> these things will get bigger and better much faster than we can learn to discern
I would like to ask “Why?”
Clearly, these models are just one case of “NN can learn to map anything from one domain to another” and with enough training/overfitting they can approximate reality to a high degree.
But, why would it get better to any significant extent?
Because we can collect an infinite amount of video? Because we can train models to the point where they become generative video compression algorithms that have seen it all?
> But, why would it get better to any significant extent?
Two years ago, the very best closed-source image model was unable to represent anything remotely realistic. Today, there's hundreds of open source models that can generate images that are literally indistinguishable from reality (like Flux). Not only that, there's an entire collection of tools and techniques around style transfer, facial reconstruction, pose control, etc. It's mindblowing, and every week there's a new paper making it even better. Some of that could have been more training data. Most of it wasn't.

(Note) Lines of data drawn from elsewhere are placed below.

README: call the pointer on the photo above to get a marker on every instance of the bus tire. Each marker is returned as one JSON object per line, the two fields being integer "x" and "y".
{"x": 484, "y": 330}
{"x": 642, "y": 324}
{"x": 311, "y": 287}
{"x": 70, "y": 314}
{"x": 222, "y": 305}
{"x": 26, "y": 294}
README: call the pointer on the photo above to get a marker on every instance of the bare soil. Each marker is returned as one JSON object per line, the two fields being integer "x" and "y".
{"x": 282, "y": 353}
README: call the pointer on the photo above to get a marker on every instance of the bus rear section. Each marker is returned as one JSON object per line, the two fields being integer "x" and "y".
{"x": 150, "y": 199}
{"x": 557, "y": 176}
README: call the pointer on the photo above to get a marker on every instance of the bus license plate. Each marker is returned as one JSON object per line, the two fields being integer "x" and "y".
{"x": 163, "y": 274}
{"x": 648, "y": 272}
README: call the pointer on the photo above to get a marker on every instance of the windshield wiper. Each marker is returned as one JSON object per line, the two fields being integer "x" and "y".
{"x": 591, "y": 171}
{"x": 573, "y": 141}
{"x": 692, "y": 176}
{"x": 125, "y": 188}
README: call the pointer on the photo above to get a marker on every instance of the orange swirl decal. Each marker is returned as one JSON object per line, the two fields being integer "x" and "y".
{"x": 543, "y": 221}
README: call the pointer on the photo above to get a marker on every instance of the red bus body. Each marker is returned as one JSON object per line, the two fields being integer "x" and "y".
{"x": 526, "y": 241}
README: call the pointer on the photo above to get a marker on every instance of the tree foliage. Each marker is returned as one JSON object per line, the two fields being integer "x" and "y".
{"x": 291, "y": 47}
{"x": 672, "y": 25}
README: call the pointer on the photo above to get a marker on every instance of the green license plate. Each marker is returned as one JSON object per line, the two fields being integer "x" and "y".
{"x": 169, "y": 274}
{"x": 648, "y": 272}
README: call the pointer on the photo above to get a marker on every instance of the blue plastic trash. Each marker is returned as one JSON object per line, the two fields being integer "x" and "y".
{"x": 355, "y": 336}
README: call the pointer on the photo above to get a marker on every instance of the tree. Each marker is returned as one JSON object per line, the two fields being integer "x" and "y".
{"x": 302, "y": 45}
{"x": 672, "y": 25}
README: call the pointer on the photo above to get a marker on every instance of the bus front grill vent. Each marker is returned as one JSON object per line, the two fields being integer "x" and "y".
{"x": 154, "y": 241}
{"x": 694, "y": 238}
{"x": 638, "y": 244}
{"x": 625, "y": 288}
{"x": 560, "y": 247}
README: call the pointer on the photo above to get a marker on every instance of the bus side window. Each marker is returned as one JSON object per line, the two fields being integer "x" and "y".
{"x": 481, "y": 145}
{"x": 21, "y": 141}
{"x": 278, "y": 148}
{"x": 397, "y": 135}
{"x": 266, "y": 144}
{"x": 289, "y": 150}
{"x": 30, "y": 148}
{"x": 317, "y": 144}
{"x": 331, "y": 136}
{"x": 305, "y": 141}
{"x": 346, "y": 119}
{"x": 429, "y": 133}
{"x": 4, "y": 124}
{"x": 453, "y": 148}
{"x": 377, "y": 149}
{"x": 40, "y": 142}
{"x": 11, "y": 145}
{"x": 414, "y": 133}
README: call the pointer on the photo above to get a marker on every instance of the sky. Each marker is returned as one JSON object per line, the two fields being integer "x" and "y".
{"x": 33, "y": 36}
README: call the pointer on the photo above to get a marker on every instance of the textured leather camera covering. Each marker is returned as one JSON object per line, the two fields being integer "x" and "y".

I guess it's fair to extrapolate that same trend to video, since it's the arc text, audio and images have taken? No reason it would be different.
I get that. But, let’s say you have a glass, you fill it to one third, then to half, then to three quarter, then to full. Can you expect to fill it beyond full?
Not every process has an infinite ramp.
It seems frontier labs have been throwing all the compute and all the data they could get their hands on at model training for at least the past 2 years.
Is that glass a third full or is it nearly full already?
Is the process of filling that particular glass linear or does the top 20% of the glass require X times as much water to fill as the bottom 20%?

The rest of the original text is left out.